15. The company was in the red due, in part, to blackened business practicesPerry Jennings’s exposé on defective assembly-line equipment at Dandy-de-odor-o’s Queens, New York factory represents only a small fraction of this investigative journalist’s prodigious reportorial and literary output. Never achieving the stature of such muckrakers as Tarbell, Stannard Baker and Sinclair, Jennings in his hard-hitting pieces did reach a wide readership, most notably through his monthly contributions to Jest Kids , a periodical for boys and girls (although his wrenching accounts of child labor practices in the textile industry resulted in a severe drop in subscriptions to the magazine).

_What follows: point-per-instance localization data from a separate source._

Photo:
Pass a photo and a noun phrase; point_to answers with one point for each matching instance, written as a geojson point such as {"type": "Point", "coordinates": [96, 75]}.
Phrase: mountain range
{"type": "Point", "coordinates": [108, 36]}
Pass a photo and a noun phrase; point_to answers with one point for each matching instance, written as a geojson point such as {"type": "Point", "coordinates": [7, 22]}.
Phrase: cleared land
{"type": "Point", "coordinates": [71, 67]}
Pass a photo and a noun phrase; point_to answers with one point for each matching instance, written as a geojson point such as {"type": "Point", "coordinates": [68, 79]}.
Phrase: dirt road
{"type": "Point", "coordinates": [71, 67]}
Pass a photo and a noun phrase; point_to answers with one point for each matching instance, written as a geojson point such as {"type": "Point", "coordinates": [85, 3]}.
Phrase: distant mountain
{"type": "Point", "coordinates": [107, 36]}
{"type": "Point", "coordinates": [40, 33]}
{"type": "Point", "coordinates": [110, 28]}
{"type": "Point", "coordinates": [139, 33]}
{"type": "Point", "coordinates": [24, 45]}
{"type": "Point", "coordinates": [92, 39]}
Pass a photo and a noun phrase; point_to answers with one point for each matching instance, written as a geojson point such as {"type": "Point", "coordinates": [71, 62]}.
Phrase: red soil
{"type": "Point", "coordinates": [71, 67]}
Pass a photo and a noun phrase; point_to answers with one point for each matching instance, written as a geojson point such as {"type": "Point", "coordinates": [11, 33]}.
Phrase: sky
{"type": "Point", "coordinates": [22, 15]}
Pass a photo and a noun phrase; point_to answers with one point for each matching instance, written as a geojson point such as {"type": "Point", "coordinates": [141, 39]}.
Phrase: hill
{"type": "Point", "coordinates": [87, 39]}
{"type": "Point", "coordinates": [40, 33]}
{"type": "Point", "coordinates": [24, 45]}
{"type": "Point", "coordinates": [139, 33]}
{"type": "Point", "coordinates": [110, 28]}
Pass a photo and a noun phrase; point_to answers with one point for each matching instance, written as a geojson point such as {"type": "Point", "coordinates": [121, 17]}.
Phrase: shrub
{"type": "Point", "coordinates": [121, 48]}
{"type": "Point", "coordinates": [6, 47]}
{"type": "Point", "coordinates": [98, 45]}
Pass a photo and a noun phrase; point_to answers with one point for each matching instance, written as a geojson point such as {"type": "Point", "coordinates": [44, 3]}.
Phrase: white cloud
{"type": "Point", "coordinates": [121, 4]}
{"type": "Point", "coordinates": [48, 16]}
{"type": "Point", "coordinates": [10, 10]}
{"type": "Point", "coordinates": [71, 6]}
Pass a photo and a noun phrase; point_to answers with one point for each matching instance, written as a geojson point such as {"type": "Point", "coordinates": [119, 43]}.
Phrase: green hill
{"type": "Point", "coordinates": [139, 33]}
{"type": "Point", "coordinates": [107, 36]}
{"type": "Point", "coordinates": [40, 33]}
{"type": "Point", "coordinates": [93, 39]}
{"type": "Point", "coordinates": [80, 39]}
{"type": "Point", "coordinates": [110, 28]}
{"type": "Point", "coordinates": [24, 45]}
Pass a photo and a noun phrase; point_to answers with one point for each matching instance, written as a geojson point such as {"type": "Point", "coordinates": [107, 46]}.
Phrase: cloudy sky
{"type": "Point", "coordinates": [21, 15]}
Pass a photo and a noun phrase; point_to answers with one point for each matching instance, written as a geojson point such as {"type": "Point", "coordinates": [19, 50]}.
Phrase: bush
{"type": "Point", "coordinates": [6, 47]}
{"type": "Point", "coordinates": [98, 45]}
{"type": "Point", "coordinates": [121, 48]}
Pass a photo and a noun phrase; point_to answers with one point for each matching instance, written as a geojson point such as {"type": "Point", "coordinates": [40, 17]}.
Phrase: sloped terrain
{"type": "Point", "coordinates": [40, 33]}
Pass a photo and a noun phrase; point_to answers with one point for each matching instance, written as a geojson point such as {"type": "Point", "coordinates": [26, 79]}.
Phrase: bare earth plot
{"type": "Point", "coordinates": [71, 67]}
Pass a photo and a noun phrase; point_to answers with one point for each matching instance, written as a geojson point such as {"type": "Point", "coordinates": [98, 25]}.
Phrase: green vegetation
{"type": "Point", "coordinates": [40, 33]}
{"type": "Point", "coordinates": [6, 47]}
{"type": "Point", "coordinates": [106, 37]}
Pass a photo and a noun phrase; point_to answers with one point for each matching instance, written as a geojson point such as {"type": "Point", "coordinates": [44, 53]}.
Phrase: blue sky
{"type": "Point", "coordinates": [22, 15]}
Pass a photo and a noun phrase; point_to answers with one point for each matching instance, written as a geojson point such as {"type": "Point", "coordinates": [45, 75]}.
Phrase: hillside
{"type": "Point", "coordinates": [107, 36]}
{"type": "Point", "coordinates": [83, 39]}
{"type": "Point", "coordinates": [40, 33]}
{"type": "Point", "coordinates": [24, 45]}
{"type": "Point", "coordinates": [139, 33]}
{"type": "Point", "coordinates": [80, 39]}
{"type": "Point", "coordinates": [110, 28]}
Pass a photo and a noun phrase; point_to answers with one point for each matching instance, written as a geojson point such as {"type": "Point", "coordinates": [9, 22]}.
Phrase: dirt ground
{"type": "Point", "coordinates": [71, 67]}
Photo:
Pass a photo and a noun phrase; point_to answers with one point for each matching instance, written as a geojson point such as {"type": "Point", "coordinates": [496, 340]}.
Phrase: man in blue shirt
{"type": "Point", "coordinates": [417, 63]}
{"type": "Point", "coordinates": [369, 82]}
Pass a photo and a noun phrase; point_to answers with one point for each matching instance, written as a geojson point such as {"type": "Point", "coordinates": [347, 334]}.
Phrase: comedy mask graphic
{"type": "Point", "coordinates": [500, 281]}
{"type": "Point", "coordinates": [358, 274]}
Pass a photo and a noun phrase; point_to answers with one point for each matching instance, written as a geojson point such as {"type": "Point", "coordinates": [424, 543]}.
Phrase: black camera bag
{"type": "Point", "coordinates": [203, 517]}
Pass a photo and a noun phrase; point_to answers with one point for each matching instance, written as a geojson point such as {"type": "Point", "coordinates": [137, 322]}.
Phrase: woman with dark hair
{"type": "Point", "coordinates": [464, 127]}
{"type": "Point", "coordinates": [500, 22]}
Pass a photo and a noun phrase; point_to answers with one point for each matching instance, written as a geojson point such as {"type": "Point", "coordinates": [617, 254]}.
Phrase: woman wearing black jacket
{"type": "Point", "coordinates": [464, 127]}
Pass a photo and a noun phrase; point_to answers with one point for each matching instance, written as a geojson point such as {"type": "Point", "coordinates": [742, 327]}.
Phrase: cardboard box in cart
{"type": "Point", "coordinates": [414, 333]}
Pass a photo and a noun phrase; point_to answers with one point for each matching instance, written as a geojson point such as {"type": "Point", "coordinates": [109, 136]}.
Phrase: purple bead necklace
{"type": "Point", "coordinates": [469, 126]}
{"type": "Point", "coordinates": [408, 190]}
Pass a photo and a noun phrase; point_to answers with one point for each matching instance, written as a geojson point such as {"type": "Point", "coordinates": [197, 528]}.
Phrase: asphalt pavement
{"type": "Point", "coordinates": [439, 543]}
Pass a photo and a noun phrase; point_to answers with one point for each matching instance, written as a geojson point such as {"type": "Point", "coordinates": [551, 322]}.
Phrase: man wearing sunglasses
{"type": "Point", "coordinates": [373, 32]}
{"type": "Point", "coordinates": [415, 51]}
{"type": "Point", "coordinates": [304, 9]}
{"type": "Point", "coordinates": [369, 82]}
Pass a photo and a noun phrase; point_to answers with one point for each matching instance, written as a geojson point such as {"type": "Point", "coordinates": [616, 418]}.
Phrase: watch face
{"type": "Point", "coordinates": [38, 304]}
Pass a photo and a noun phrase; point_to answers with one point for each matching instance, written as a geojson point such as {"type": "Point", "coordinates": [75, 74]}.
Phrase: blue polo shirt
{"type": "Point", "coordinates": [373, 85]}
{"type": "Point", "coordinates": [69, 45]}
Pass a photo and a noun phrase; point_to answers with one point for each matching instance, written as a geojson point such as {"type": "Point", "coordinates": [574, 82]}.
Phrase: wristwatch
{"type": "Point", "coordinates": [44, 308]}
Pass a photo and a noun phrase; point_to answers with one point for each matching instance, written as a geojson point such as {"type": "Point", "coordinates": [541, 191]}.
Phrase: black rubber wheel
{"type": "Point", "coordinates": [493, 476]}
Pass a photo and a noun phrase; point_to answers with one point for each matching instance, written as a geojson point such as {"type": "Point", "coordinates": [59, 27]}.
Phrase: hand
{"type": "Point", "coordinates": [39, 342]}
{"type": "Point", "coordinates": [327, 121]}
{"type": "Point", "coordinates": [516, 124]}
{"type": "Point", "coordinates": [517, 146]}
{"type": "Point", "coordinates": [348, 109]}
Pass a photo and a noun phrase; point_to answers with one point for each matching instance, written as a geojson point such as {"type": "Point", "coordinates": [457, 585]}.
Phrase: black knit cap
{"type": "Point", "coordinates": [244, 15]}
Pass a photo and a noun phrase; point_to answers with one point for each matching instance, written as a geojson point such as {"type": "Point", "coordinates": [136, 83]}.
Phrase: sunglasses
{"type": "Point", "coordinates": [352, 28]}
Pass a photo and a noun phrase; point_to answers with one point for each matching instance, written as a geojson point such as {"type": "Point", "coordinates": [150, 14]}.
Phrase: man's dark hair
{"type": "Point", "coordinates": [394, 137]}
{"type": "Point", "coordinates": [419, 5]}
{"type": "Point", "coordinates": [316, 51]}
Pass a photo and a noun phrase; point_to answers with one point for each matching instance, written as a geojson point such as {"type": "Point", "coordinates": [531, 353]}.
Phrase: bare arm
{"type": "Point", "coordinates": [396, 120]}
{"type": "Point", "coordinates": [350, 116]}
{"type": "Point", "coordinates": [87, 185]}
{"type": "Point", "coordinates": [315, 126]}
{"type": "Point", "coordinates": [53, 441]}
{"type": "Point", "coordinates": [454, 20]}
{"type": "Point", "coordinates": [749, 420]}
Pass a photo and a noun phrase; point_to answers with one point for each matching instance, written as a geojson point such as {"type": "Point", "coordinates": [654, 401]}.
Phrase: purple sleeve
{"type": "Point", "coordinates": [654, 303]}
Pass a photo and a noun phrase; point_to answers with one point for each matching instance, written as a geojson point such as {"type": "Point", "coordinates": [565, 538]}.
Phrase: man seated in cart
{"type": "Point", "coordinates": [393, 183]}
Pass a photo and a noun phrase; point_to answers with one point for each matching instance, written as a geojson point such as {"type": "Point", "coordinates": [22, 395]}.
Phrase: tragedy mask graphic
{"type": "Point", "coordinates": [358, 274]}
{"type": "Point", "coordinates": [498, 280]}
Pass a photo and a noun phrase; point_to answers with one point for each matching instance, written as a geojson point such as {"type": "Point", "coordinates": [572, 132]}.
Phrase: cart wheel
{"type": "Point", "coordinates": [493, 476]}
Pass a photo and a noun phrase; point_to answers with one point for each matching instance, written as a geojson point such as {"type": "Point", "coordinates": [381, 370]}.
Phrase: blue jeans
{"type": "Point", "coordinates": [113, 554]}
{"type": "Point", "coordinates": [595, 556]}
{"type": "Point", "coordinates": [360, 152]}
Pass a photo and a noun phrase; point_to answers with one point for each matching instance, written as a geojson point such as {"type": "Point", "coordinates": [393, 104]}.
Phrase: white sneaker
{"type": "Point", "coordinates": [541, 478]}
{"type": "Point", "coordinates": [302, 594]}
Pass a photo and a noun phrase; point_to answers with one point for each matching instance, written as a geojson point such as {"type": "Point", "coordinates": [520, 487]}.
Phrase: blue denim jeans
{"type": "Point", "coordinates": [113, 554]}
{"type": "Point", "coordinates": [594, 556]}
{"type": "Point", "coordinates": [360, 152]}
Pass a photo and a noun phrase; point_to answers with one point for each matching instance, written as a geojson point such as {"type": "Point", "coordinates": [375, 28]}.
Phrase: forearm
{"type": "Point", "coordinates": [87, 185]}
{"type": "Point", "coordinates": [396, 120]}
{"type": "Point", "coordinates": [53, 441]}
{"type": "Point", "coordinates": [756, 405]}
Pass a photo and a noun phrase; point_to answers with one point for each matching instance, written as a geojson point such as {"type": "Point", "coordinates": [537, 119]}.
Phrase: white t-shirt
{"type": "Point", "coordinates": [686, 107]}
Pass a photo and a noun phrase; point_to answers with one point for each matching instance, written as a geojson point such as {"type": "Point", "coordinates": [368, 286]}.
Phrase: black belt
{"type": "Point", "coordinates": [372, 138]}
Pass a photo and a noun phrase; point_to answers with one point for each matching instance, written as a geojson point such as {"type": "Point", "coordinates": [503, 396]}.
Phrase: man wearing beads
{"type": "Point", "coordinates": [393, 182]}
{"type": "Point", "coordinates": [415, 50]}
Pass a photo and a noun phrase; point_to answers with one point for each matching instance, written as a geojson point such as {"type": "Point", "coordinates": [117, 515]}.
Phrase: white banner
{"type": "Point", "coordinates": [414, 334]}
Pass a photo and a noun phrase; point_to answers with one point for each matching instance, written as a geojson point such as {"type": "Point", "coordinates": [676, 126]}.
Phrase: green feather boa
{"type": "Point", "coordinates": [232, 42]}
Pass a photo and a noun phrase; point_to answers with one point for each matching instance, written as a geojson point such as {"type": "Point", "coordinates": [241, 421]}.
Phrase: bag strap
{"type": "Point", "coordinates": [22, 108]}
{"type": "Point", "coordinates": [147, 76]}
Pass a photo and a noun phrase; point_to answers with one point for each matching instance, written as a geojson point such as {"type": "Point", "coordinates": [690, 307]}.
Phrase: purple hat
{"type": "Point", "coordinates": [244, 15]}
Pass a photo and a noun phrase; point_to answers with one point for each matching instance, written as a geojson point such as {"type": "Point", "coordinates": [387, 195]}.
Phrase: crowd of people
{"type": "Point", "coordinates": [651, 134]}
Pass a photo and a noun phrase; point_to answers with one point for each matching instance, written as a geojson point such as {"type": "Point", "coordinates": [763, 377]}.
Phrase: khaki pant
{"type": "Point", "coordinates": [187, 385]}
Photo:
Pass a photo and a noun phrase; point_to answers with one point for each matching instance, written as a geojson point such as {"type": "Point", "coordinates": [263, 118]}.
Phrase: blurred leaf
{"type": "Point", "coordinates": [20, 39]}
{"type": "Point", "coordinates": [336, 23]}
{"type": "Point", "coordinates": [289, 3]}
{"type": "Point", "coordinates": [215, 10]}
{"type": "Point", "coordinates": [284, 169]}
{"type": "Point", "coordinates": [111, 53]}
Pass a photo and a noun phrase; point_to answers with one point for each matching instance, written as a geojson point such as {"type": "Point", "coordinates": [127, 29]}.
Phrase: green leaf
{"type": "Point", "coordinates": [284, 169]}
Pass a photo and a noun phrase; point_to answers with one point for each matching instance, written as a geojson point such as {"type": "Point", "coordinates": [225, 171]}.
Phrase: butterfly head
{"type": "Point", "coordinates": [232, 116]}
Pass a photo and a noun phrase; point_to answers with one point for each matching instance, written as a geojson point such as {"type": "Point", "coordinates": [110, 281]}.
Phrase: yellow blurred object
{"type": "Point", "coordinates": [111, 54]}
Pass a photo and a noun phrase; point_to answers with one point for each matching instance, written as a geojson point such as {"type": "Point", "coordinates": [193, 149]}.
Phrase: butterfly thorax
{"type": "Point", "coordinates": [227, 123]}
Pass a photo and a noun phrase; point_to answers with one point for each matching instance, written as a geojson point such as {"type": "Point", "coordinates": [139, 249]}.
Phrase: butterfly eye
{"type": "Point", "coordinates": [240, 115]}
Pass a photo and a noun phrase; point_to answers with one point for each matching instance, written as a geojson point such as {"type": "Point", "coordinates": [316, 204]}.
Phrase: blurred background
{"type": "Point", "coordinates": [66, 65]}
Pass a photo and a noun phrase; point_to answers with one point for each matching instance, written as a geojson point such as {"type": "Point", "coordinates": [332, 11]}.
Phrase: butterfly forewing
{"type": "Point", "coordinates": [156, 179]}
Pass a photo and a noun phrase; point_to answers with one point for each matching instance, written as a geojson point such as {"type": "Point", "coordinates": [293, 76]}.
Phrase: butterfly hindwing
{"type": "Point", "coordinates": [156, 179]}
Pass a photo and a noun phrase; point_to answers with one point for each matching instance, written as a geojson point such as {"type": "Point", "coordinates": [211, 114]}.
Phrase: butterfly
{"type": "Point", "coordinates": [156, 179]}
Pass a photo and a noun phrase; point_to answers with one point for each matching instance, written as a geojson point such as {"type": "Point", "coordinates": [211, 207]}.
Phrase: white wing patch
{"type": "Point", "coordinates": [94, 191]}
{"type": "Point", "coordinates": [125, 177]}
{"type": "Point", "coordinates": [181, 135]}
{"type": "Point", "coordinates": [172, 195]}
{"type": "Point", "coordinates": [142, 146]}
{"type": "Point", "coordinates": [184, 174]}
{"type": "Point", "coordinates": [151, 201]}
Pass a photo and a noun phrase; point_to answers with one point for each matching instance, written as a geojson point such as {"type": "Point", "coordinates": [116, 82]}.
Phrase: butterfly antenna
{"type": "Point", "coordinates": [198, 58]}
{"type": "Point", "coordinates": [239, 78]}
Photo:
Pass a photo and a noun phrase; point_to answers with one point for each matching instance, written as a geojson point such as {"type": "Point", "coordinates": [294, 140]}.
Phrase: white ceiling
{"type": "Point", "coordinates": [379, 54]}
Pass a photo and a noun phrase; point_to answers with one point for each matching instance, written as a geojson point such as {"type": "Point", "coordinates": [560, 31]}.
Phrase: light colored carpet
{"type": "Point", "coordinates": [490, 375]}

A monthly cartoon to which he several years earlier contributed text and ongoing story lines, “The Continuing Adventures of Li’l Lame Nell, Six-year-old Loom Operator,” was a catalyst for the passage of legislation by the Georgia General Assembly…to ban sales of the periodical within the state.

Late in his career, Jennings’ credibility was undermined by a series of articles for Guv’ner’s Magazine in which he fabricated the existence of feline sweatshops in Lynn, Massachusetts, wherein sweaters and other knit garments were manufactured through energy generated by cat treadmills — the heavily catnip-drugged grimalkins trotting until collapse toward tantalizing mechanical mice-on-sticks.

In his lifetime Jennings also wrote fourteen novels, thirteen continuing the saga of the toothless Gum family which settled in central Nebraska and sold consommé. His fourteenth novel Things My Wife Did to Me was a very loosely veiled account of Jennings’s rocky marriage to silent screen actress Velma DeGraaf, apologist for and possible paramour of doomed comedic actor Fatty Arbuckle and coiner of the tag line “Take your grimy eyes off my sheen.”

Jennings’ last two books, both memoirs published posthumously and heavily revised by widow DeGraaf, sold fewer than two hundred copies in their only printings. In fact, existing copies of Things I Did to Myself and My Life as a Wife-slugging Bastard, with Afterword by Roscoe “Fatty”Arbuckle each now commands a high price in the rare book market. A copy of Things I Did to Myself was exhibit “A” in a lawsuit filed in 2001 by Mauvourneen Heyer, who, when told of the value of her mint condition copy by a book dealer on the television program Video Flea Market , lost consciousness and cracked her skull on a rare Queen Anne highboy being caressed at the time by both of the Keno twins.